Analysis and finding

[46]  As I set out above, the appellant has not met the procedural requirements of raising a Charter  issue in this office. Accordingly, I will not address that aspect of the appellant’s argument any further.

[47]  I am satisfied that the records, which are sourced from a Crown brief, are solicitor-client privileged information and are subject to the statutory litigation privilege in section 19 (b) of the Act .

[48]  On the facts before me, I am satisfied that no waiver of privilege has occurred with respect to the information at issue in this appeal [17] . Accordingly, I find that this information qualifies for exemption under section 49(a), in conjunction with section 19(b).

[49]  Finally, I have considered the representations provided by the ministry on its exercise of discretion, which I have not reproduced in this order. I have also considered the arguments of the appellant challenging the ministry’s exercise of discretion, which I have also not reproduced in this order. I am satisfied that in all the circumstances, the ministry properly exercised its discretion under section 49(a). It should be noted that the Supreme Court of Canada has stressed the categorical nature of the privilege when discussing the exercise of discretion in Ontario (Public Safety and Security) v. Criminal Lawyers’ Association. [18]
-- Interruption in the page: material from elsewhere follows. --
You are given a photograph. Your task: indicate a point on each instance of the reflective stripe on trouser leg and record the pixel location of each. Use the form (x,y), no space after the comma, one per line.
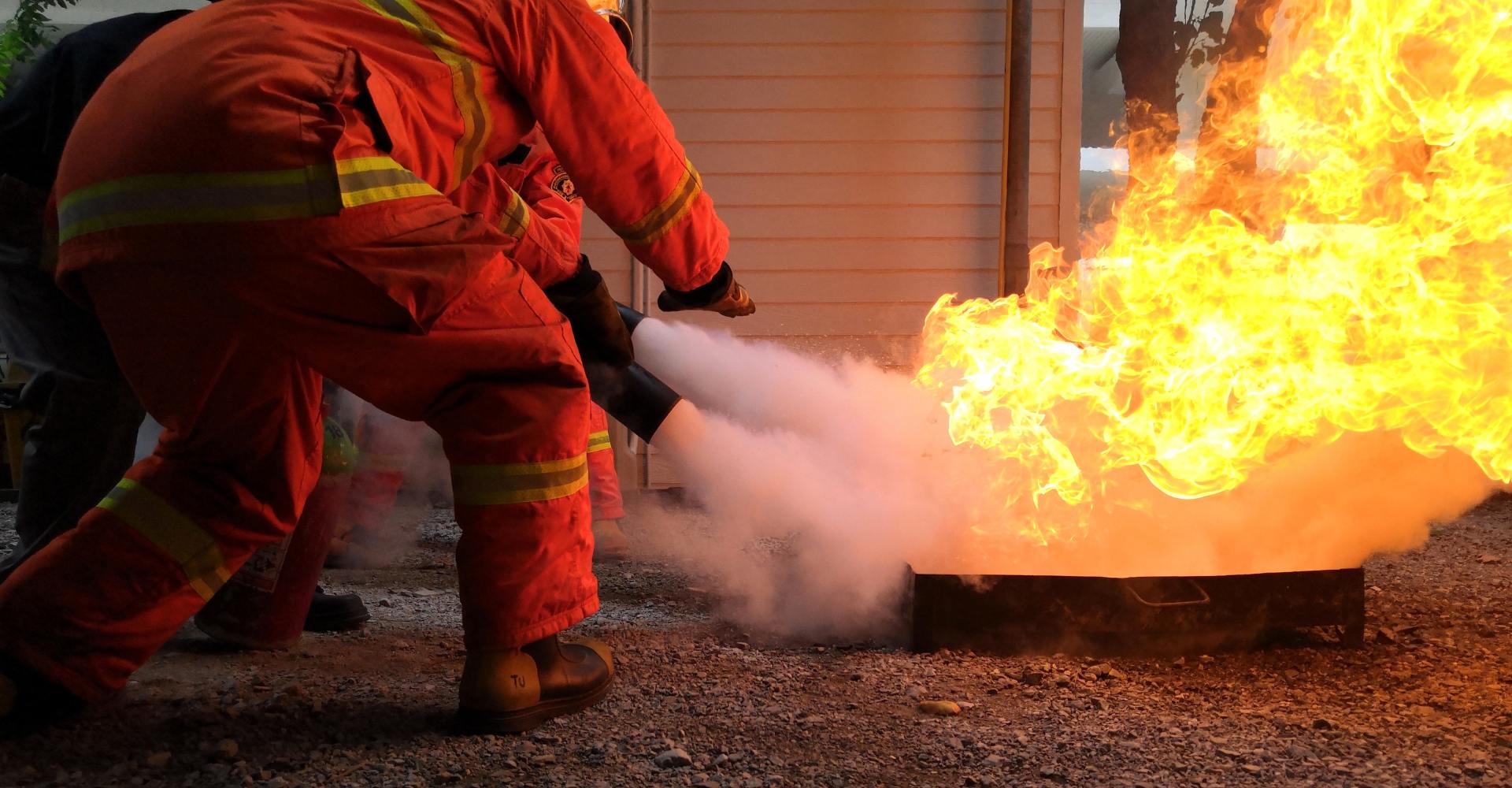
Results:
(604,478)
(519,483)
(177,536)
[50]  Therefore, I find that the withheld information is solicitor-client privileged information and qualifies for exemption under section 49(a) in conjunction with section 19(b).

[51]  As I have found that the records at issue qualify for exemption under section 49(a), in conjunction with section 19(b), it is not necessary for me to also consider whether the other exemptions claimed by the ministry may apply.

ORDER:

  1. The ministry conducted a reasonable search for responsive records.
  2. The records at issue qualify for exemption under section 49(a), in conjunction with section 19 (b) of the Act .
  3. The appeal is dismissed.

Original Signed by:

 

April 30, 2019

Steven Faughnan

 

 

Adjudicator

 

 

 



[1] Orders P-85, P-221 and PO-1954-I.

[2] Orders P-624 and PO-2559.

[3] Order PO-2554.

[4] Orders M-909, PO-2469 and PO-2592.

[5] Order MO-2185.

[6] Order MO-2246.

[8] M-352.

[9] Order M-352.

[10] See Ontario (Attorney General) v. Big Canoe, 2006 CanLII 14965, [2006] O.J. No. 1812 (Div. Ct.); Ontario (Ministry of Correctional Service) v. Goodis, 2008 CanLII 2603 (ON SCDC).

[11] Order PO-2733.

[12] Ontario (Ministry of Correctional Services) v. Goodis, cited above, and Order PO-2733.

[13] Orders PO-2494, PO-2532-R and PO-2498, upheld on judicial review in Ontario (Attorney General) v. Ontario (Information and Privacy Commissioner), [2009] O.J. No. 952.

[14] Ontario (Attorney General) v. Ontario (Information and Privacy Commission, Inquiry Officer) (2002), 62 O.R. (3d) 167 (C.A.).

[15] [2002] O.J. No. 4596 at paragraph 14.

[16] 2006 CanLII 14965, [2006] O.J. No. 1812 at paragraphs 36, 43 and 44.

[17] The Crown’s common law privilege is not waived by the delivery of the Crown brief disclosure to an accused: Ontario (Attorney General) v. Big Canoe, 2006 CanLII 14965, [2006] O.J. No. 1812 at paragraphs 43 and 44.

[18] 2010 SCC 23, [2010] 1 S.C.R. 815 at paragraph 75.